The first board meeting under this new structure is usually revealing. The papers will be better than they have ever been, because the new chief operating officer or chief executive is determined to prove they can run it properly. The conversation will be sharper in some respects and duller in others. The founder-now-chair will feel the absence of instinct in the room. That absence is intentional. It is the whole point. Board governance works when it is not dependent on any single person's instinct or reputation. Once it is, you have a private fiefdom, not a governed business.

This transition also means the chair must learn to distinguish between her residual founder authority and her new governance authority. They are not the same thing. Founder authority comes from having built the thing. Governance authority comes from having structured its decision-making. Conflating them is how a founder-turned-chair ends up undermining the very governance structures she has put in place. She will be tempted to resolve things by founder fiat rather than by process. The temptation is worst when she is right. When the founder sees a decision that is clearly wrong, her instinct is to fix it. A chair in that position has to let the process work, and that is much harder than it sounds.

The organisation itself often resists this shift more than the founder does.
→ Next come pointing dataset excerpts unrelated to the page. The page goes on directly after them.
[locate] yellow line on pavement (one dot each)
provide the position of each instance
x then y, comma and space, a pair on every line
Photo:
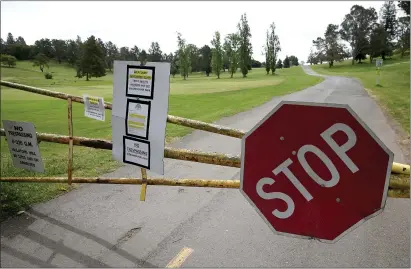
180, 258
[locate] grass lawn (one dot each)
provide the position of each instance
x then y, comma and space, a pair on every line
393, 94
199, 97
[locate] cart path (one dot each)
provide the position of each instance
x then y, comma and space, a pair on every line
107, 226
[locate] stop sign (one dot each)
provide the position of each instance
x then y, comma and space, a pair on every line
314, 170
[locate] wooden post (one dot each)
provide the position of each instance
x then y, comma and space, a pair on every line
70, 125
144, 184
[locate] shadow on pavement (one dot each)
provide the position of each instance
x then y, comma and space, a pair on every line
21, 227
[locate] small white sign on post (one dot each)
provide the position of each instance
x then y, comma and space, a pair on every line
139, 114
94, 107
23, 146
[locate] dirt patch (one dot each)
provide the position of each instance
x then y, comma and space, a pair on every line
403, 138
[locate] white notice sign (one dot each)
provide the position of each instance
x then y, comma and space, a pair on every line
23, 146
94, 107
136, 152
139, 114
138, 118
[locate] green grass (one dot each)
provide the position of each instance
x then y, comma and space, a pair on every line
200, 97
393, 94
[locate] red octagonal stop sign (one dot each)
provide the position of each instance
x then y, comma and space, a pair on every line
314, 170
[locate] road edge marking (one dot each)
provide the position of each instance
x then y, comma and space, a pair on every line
179, 259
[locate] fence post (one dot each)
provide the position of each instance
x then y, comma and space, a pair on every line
143, 185
70, 125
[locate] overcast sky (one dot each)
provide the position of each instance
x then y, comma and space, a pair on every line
140, 23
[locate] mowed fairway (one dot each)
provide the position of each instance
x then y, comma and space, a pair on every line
393, 94
199, 97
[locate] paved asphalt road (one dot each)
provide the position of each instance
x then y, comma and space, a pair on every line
107, 226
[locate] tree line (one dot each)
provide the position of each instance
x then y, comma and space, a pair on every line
93, 57
366, 33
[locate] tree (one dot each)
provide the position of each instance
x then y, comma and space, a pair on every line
286, 62
112, 54
8, 60
44, 46
20, 40
217, 54
194, 58
245, 44
41, 61
403, 34
405, 5
72, 51
293, 60
356, 30
183, 56
268, 53
154, 53
279, 64
274, 47
255, 63
91, 62
388, 18
59, 47
10, 39
173, 64
378, 42
206, 56
330, 45
231, 51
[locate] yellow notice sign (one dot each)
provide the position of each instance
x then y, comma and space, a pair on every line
140, 81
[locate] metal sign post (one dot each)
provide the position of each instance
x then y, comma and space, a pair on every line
378, 64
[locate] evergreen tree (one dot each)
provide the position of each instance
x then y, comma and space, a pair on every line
91, 62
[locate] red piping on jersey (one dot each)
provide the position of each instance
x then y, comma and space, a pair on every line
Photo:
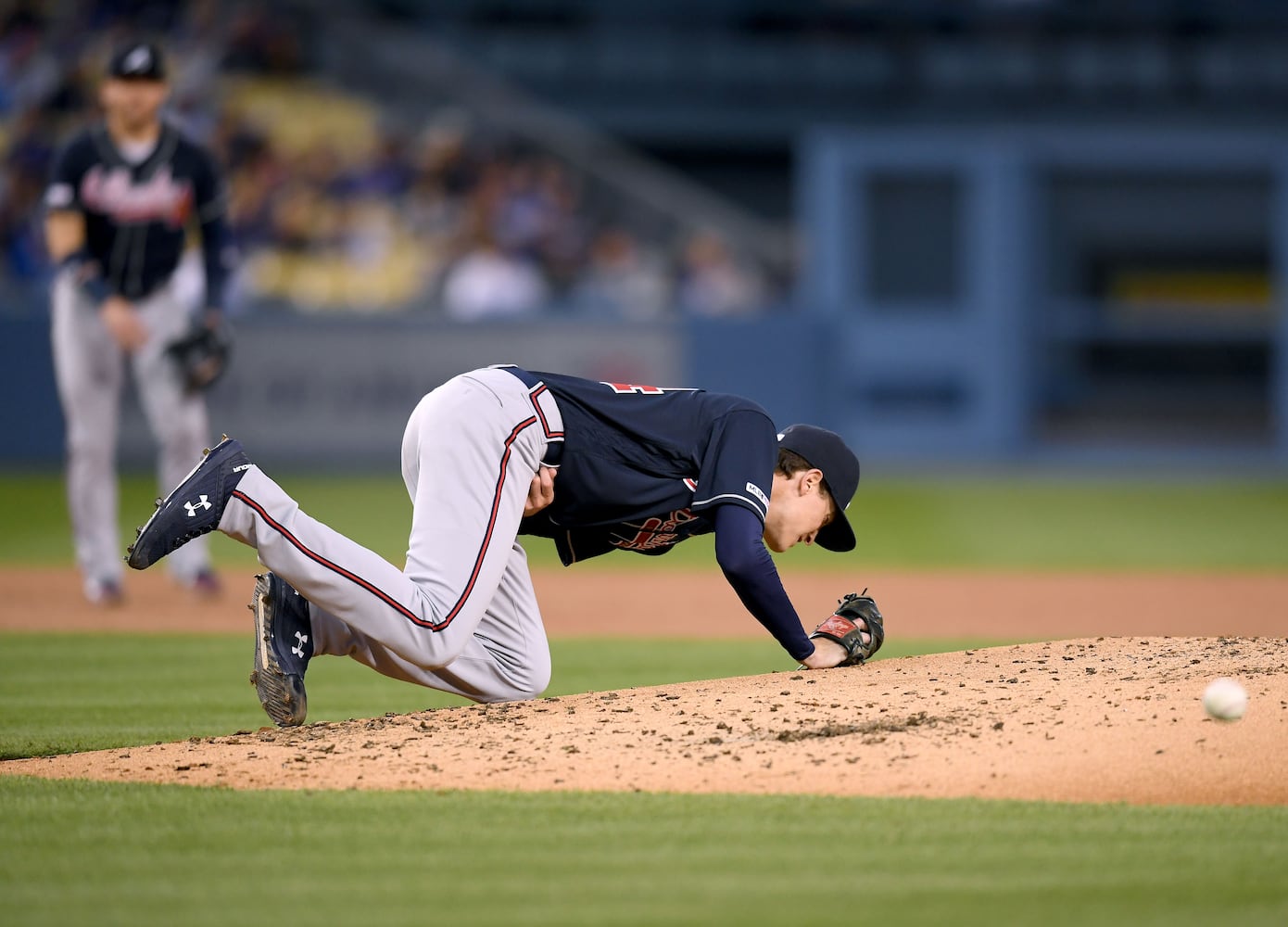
545, 425
384, 596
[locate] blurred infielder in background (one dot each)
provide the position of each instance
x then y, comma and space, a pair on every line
639, 468
119, 201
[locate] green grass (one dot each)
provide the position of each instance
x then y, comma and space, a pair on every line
1127, 524
69, 692
86, 853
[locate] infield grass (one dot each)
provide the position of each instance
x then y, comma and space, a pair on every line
911, 524
111, 854
69, 692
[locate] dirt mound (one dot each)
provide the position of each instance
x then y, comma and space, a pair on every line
1085, 719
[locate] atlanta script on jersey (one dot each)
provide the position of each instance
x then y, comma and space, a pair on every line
643, 465
135, 213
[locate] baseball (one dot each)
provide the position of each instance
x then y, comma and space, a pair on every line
1225, 699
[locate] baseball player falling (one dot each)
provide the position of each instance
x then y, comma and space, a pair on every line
119, 200
498, 452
Teams have learned to read the founder's preferences. They have built muscle memory around presenting to her in a certain way. The new chief operating officer or chief executive becomes, in their eyes, a middleman. They will attempt to circle back to the founder. This is where the founder-now-chair's governance discipline matters most. She has to refuse those circuits. She has to make the operational leadership credible by treating it as the real authority in the room. This is almost never comfortable. It requires the founder to stop being right in real time and instead to be right later, in the chair's role, by asking whether the process was sound.

The boards that make this transition most cleanly are those where the founder has already spent time in a board role before becoming chair. That prior experience teaches her what a board can actually do, and what it cannot. It teaches her that board power is real, but it is formal power, not ambient power. Once she understands that distinction, the move to chair becomes a promotion, not a compromise. For families in particular, this matters because family enterprises live or die on governance succession. A founder who can move into the chair role and actually govern from that position, rather than founder-managing from a different title, has solved a more difficult problem than any business problem she will face. She has solved for institution.